Canadian Office and Professional Employees Union
- Abbreviation: COPE
- Predecessor: Office and Professional Employees International Union
- Formation: 2004; 22 years ago
- Type: Trade union
- Location: Canada;
- Membership: 35,000 (2023)
- Official languages: English; French;
- President: Annette Toth
- Affiliations: Canadian Labour Congress; IndustriALL Global Union; Public Services International; UNI Global Union;
- Website: copesepb.ca

= Canadian Office and Professional Employees Union =

Trade union

The Canadian Office and Professional Employees Union (COPE; Syndicat canadien des employées et employés professionnels et de bureau) is a Canadian labour union representing approximately 35,000 white-collar workers, in both the private and public sectors, in 35 locals across Canada.

Composed of former locals of the American-based Office and Professional Employees International Union (OPEIU), in 2004, 74 per cent of Canadian members voted in favour of forming their own, autonomous Canadian union. In June of that year, Canadian delegates withdrew from proceedings at the OPEIU international convention and formed COPE.

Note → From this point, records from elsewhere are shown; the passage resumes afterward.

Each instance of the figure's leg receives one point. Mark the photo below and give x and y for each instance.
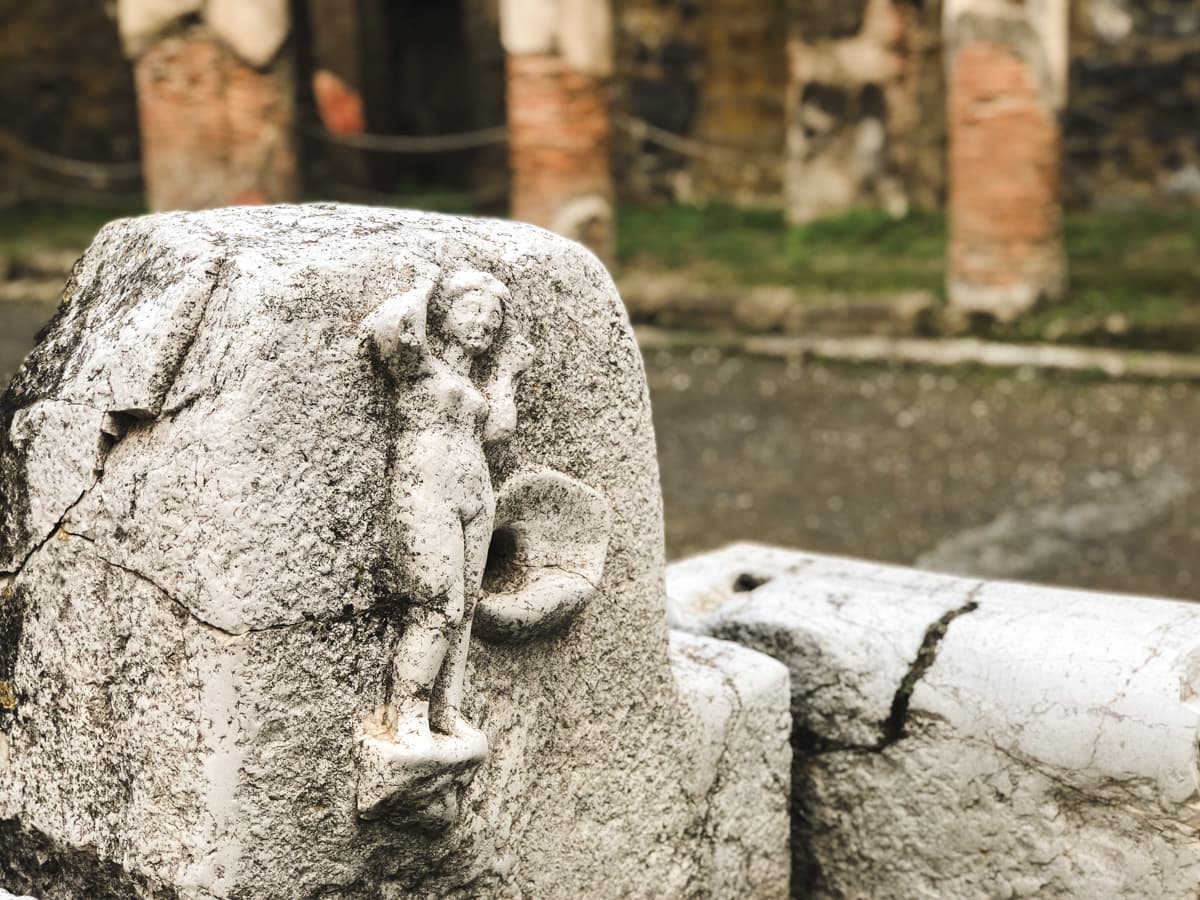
(448, 691)
(435, 563)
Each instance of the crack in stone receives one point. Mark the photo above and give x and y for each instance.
(809, 743)
(898, 719)
(49, 534)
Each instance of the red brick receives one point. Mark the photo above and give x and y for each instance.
(214, 130)
(1005, 163)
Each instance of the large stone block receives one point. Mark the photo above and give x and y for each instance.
(253, 483)
(965, 738)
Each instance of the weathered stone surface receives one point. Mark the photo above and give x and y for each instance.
(965, 738)
(216, 559)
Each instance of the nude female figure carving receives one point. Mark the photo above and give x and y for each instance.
(432, 340)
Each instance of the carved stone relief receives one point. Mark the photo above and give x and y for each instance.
(454, 388)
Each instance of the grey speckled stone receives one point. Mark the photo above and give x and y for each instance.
(971, 739)
(201, 607)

COPE is a member of the Canadian Labour Congress.

== Regions ==
COPE is divided into four regions:

- Region 1: Quebec - covers 12 local unions comprising some 15,000 members, mostly office, technical and professional employees.
- Region 2: Ontario - covers 19 local unions representing about 7,000 workers in various public and private sectors such as health care, education, financial services, labour organizations, non-profit agencies, and government agencies.
- Region 3: Alberta, Saskatchewan and Manitoba - plus Nunavut and the Northwest Territories. This region covers 2 local unions that have a total of about 2,100 members.
- Region 4: British Columbia is a single composite local union styled "MoveUP", representing more than 12,000 members at public and private sector companies. It also provides services to the Yukon territory.